CEO and portfolio manager at Infrastructure Capital Advisors, Jay Hatfield, informed CNBC that “There’s no doubt that hot-money investments have had significant outflows.”
But, “the pullback is really focused on the gambling part of the market … and bitcoin is really the poster child for that,” he stated.
Therefore, the investors are leaving the BlackRock fund to liquidate into risk-off spots like gold in the face of increasing economic uncertainty and market sentiment deterioration.
According to a recent survey conducted by the University of Michigan, consumer sentiment has plummeted to nearly record-low levels. However, investors are waiting for the key information on the retail sales and producer price index reports, which will be released on Tuesday.
The CME FedWatch Tool reports that the traders are currently placing over 80 percent of bets that the Federal Reserve will reduce the rates at its December sessions, but a reduction will hardly qualify as a sure bet.
Head of Content and Special Projects of crypto-focused trading company GSR, Frank Chaparro, reported to CNBC that, eventually, Bitcoin is accelerating after all the uncertainty.

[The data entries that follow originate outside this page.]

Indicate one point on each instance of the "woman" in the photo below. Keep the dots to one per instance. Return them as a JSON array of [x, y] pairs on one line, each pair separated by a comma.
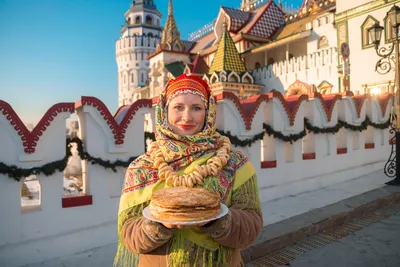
[[186, 141]]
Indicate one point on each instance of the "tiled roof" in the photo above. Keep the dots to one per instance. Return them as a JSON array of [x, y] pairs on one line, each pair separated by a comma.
[[269, 22], [188, 45], [227, 57], [199, 65], [297, 26], [312, 7], [203, 43], [237, 17], [176, 68]]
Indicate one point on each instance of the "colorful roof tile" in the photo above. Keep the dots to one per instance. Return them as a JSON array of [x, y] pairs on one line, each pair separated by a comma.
[[269, 22], [199, 65], [227, 57], [237, 18]]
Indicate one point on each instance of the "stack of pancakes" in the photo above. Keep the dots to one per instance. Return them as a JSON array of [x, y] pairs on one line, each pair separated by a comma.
[[184, 204]]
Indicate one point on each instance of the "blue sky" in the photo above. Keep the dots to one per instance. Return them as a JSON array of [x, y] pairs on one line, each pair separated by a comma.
[[55, 51]]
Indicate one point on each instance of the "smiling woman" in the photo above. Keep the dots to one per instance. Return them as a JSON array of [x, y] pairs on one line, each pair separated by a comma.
[[188, 152], [186, 114]]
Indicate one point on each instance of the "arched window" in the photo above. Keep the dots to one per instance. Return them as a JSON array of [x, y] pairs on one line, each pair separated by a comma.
[[323, 42], [365, 39], [389, 30], [149, 20]]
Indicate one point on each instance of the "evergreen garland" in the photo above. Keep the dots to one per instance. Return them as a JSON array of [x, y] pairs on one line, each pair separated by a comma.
[[60, 165]]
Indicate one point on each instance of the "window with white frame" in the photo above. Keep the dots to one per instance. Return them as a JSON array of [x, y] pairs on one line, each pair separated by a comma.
[[365, 39]]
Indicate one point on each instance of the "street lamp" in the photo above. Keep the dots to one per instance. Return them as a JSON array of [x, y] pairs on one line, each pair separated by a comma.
[[388, 62]]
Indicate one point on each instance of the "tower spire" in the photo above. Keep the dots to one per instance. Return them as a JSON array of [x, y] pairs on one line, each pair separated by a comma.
[[227, 57], [171, 39], [170, 8]]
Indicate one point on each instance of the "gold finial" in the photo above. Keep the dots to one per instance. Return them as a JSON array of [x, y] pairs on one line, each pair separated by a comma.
[[170, 8]]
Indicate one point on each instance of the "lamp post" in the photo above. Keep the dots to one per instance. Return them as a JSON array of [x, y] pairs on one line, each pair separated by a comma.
[[389, 61]]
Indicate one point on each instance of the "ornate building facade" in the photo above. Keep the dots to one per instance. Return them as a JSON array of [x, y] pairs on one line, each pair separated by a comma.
[[277, 48], [140, 36]]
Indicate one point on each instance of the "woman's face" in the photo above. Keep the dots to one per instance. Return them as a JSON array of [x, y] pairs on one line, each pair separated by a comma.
[[186, 114]]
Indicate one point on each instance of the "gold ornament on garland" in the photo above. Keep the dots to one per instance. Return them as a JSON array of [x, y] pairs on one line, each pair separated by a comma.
[[213, 166]]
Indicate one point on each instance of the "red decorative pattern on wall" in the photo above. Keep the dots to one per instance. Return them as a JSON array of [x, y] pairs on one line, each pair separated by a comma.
[[290, 104], [118, 130], [383, 101], [30, 139], [247, 108], [347, 93], [359, 103], [328, 103]]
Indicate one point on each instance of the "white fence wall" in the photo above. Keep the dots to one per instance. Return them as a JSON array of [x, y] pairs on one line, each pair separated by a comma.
[[313, 68], [52, 231]]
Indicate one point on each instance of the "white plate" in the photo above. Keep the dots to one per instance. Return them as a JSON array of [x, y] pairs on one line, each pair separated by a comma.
[[222, 212]]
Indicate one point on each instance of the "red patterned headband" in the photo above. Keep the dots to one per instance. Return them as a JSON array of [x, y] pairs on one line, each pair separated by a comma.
[[186, 83]]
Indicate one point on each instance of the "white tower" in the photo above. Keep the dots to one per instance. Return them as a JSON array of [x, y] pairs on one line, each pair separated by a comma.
[[139, 38]]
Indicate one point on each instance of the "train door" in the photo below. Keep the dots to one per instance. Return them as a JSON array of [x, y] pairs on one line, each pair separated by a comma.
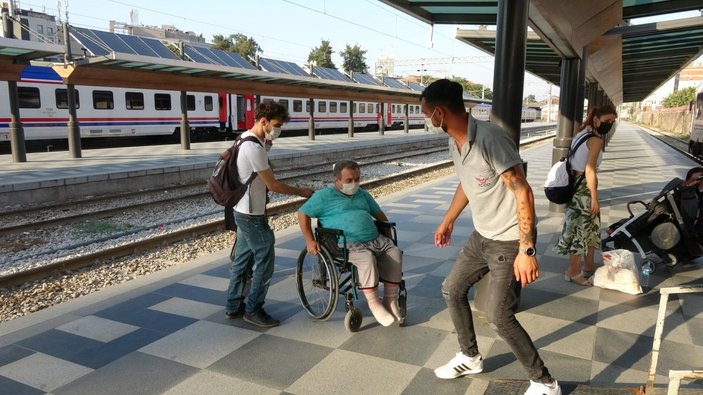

The investors in spot bitcoin ETFs, especially more recent investors, are under pressure to sell their shares, a fact that may push the asset to the downside in the near future.

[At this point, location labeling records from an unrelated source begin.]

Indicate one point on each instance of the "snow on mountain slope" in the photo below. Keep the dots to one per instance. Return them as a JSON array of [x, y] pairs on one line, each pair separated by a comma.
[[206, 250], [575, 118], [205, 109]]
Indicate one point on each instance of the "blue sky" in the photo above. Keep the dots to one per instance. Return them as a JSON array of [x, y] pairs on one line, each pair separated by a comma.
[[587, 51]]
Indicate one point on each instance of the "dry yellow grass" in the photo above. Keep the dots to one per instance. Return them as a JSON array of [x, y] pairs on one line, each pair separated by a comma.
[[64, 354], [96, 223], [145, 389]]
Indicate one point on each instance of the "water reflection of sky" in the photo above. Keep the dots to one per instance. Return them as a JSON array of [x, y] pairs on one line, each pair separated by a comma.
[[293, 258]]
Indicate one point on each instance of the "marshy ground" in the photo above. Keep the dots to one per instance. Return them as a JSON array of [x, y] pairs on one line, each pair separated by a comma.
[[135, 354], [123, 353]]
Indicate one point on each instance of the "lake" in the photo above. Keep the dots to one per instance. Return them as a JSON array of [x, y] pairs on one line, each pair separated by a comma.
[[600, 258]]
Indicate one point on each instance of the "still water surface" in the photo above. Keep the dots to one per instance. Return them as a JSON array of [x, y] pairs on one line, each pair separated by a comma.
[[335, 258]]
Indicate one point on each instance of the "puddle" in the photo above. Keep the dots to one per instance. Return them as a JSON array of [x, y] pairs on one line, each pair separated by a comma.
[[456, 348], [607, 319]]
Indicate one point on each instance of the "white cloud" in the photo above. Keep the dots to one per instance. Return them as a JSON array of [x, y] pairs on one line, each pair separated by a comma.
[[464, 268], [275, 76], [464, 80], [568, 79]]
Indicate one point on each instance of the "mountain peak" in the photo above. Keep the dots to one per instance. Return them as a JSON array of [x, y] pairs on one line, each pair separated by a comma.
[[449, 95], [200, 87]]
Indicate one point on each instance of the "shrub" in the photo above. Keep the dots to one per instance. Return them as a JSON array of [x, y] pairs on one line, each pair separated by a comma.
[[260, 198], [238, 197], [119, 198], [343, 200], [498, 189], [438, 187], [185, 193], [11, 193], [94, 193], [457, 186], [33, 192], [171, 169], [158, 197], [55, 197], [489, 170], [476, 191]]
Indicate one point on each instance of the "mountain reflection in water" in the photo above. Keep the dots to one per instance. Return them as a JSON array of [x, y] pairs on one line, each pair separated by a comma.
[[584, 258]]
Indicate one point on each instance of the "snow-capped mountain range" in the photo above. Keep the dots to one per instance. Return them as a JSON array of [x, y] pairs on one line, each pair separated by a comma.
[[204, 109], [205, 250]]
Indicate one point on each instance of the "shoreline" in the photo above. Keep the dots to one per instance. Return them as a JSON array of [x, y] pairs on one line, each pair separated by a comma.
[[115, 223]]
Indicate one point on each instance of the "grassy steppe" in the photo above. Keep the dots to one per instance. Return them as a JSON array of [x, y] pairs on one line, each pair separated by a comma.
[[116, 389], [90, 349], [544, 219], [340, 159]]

Chaparro added that “With the macro environment becoming less certain, investors tend to de-risk across assets, which often means trimming exposure to crypto and other risk-sensitive stocks. And for newer entrants who came in through the funds, any downturn can be unsettling – they can sell just as quickly as they bought.”
Chairman of Bitcoin Treasury company OranjeBTC, Josh Levine, said to CNBC, as it is true that spot bitcoin ETFs have drawn in hordes of new retail purchasers who could be unreliable in turbulent periods, the funds have also drawn in various long-term investors, including institutions, who can hold the money in a bearish market.
Levine added that the institutional base could “dampen some of the extreme downside, but also smooth upside, reducing bitcoin’s volatility as the asset class matures.”